La Confédération Nationale de l’Équipement du Foyer (CNEF) a apporté lundi son soutien à plusieurs propositions de loi présentées par le gouvernement traitant de la fiscalité et de la transmission des entreprises. L’organisme, qui rassemble plus de 70 enseignes et 7 500 magasins.

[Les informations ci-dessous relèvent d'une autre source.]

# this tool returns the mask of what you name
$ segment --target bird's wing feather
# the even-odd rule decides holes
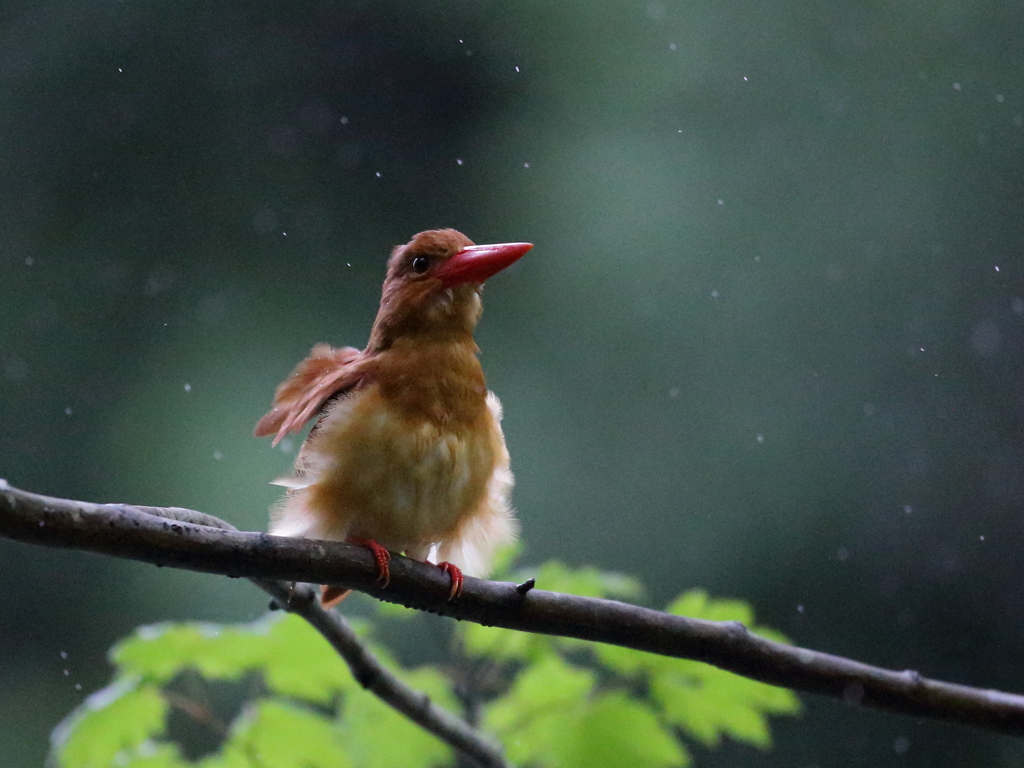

Parmi les orientations proposées par le gouvernement, la CNEF valide la diminution de la surtaxe sur l’impôt sur les sociétés. Si celle-ci s’opère, la confédération y verra « un pas vers un environnement plus favorable à l’investissement et à la compétitivité de ses adhérents ». L’organisme rappelle que cette surtaxe est par nature exceptionnelle, et qu’elle doit conserver ce caractère.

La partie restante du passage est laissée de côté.